In a video released last September, Mr Prigozhin hinted at the cemetery’s existence as he was recruiting inmates from Russia’s penitentiary system, promising to take care of their remains if they died in combat.
“For those who do not know where they would like to be buried, we bury them near PMC Wagner’s chapel,” he said.
Ten days after Mr Wotanovsky announced the location of the cemetery, several videos were released by pro-Kremlin media showing Mr Prigozhin laying flowers at a grave in the cemetery. Also visible are rows of freshly dug graves, each adorned with wreaths in the shape and color of Wagner’s logo.
“He works a lot to heroize — it’s kind of a Russian policy now: Why hold on to this life when you can die heroically like that,” said Olga Romanova, the founder of Russia Behind Bars, a charity helping convicts and their families helps . “Death is not terrible. The terrible thing is the opposite: not dying for the fatherland.”
This footage and Mr. Wotanovsky’s photos also offer clues as to who fought and died for Wagner in recent months. At least 16 of the names and dates of birth seen on headstones appeared in online databases of people convicted of crimes in Russia. Many are believed to have died in fighting around the Ukrainian cities of Bakhmut and Soledar, where mercenaries and the Russian military have suffered heavy casualties over the past four months.
In another video, Mr. Prigozhin visited Wagner’s chapel, about eight miles from the cemetery. The footage showed the mercenary company mimicking the way a country’s official military might commemorate its own war dead, with magnificent memorials and murals on well-maintained grounds.
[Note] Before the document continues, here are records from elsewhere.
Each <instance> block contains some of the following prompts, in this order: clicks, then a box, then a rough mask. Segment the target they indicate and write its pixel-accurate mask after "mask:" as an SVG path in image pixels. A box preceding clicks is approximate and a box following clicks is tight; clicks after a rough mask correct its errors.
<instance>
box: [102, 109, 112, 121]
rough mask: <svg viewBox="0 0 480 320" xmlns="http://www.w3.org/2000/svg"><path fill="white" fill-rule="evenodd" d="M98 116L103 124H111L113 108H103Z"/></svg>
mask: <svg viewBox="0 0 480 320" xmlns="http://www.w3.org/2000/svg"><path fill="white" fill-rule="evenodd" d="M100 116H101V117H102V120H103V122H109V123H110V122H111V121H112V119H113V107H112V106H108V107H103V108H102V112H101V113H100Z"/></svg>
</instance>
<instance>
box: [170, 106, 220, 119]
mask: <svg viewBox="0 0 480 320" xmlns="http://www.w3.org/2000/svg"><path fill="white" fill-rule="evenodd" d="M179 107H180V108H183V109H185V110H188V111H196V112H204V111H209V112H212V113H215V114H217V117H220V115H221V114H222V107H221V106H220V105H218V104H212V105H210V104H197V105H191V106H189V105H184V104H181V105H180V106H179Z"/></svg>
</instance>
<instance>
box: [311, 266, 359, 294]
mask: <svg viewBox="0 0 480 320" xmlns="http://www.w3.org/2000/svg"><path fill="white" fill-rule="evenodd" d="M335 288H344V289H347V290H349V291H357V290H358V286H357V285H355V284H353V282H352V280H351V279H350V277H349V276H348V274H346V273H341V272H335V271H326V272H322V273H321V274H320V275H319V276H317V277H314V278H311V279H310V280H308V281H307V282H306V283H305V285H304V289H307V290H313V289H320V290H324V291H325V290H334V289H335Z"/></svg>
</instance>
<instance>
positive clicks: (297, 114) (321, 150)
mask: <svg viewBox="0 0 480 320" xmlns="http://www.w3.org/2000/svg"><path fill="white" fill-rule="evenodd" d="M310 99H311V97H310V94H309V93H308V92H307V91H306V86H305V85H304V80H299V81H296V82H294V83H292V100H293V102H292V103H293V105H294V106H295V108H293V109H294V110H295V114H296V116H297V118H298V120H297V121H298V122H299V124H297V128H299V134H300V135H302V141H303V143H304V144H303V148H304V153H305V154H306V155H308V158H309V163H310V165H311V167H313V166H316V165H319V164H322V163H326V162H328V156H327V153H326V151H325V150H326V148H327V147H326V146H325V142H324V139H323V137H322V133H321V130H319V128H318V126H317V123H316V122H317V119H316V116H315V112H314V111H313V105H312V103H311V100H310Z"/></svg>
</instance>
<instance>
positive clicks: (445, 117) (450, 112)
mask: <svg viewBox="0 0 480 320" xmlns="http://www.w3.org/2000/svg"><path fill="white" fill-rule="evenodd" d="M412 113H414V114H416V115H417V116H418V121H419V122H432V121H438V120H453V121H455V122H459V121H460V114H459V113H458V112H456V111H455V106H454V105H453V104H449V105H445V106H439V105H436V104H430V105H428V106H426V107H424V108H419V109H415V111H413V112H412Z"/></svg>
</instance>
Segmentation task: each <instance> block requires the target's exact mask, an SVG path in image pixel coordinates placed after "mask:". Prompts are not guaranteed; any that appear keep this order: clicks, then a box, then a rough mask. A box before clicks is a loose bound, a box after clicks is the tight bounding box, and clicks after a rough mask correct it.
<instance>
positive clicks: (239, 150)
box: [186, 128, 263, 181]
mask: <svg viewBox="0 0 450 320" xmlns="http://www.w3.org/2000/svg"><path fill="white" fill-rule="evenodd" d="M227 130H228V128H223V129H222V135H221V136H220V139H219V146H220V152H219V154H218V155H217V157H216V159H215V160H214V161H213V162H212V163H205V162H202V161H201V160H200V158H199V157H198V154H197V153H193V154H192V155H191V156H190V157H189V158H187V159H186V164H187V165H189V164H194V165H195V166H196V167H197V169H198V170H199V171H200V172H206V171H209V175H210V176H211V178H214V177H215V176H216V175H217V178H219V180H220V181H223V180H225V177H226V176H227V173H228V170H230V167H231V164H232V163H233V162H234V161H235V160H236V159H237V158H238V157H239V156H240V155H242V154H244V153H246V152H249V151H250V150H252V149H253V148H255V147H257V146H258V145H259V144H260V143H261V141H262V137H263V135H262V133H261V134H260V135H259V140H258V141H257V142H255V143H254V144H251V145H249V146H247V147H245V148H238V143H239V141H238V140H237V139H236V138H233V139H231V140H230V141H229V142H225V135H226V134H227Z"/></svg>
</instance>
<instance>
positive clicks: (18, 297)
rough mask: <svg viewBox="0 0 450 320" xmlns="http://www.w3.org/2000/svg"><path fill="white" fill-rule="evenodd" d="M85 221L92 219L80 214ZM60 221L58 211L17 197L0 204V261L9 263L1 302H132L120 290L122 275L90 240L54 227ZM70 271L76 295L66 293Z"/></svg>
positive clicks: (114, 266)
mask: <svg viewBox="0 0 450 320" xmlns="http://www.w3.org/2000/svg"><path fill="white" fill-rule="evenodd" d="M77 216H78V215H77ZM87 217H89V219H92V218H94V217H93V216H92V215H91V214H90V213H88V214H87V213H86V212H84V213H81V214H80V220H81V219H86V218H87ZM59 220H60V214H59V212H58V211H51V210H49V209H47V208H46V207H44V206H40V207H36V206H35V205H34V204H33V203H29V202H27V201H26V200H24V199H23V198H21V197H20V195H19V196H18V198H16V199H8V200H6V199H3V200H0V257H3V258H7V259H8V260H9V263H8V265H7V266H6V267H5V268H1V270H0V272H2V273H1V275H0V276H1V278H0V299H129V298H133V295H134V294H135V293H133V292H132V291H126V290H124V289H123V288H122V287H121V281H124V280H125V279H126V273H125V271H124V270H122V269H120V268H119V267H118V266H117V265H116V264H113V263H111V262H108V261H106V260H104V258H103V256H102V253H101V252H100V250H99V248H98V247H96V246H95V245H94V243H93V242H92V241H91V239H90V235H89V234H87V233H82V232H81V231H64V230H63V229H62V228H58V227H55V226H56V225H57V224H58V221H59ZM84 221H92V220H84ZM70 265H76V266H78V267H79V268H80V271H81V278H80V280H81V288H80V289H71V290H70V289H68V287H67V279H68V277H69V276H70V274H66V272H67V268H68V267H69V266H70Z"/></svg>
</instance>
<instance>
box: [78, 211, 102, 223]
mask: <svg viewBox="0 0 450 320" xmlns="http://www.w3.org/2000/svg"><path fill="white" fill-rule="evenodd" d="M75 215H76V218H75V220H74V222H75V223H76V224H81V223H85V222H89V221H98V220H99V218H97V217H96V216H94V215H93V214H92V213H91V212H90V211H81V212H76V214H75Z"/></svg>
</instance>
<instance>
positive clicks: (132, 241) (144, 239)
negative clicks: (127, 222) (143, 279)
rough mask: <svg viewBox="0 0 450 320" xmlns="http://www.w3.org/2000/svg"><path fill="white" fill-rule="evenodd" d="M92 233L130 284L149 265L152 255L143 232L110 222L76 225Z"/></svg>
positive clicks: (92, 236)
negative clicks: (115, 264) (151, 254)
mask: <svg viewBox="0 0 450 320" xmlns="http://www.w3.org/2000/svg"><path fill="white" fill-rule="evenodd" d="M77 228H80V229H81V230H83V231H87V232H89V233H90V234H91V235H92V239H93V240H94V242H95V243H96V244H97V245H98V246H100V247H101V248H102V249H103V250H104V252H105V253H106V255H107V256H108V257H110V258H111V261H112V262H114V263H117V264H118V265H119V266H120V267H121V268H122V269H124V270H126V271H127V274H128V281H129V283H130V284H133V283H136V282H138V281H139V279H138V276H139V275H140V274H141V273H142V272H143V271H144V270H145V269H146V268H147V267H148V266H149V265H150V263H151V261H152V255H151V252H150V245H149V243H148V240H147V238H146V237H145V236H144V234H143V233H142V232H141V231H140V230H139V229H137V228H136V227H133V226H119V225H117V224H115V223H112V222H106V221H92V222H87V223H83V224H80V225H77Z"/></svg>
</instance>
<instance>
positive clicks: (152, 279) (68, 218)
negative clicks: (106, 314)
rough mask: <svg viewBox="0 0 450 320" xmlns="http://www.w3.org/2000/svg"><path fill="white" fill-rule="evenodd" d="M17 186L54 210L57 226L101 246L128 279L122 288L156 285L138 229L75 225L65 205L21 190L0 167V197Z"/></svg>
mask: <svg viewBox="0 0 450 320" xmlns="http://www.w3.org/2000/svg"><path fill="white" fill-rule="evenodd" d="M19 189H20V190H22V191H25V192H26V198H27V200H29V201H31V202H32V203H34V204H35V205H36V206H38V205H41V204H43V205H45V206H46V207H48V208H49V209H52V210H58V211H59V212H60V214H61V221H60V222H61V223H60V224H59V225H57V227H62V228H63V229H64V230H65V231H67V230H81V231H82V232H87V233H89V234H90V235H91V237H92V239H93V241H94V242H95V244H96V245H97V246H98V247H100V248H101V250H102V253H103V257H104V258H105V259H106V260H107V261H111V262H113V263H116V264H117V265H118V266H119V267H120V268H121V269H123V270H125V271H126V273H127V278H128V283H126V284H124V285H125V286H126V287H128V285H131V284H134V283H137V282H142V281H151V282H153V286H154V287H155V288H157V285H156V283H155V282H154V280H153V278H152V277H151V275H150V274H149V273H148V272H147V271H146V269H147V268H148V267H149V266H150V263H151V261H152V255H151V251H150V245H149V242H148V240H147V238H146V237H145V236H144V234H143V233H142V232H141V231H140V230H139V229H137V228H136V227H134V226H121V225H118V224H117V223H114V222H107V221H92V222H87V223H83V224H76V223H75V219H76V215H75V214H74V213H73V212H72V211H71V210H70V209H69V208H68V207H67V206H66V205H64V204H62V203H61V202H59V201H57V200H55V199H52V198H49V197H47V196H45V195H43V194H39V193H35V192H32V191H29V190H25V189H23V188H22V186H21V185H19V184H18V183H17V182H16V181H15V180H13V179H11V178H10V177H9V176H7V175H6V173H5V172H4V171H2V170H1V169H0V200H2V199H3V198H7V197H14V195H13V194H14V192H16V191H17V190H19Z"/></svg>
Also present are rows of black walls with fans, typical of the burial of cremated remains. Each compartment has an identification number and a display of the deceased’s combat honors.
The Times identified a total of 21 walls in the chapel, each with 42 compartments, suggesting that hundreds of Wagner fighters who died are either buried or at least commemorated in the chapel. It’s unclear if all of these fighters were killed in Ukraine or elsewhere, but the footage still offers a rare glimpse into the magnitude of Wagner’s losses.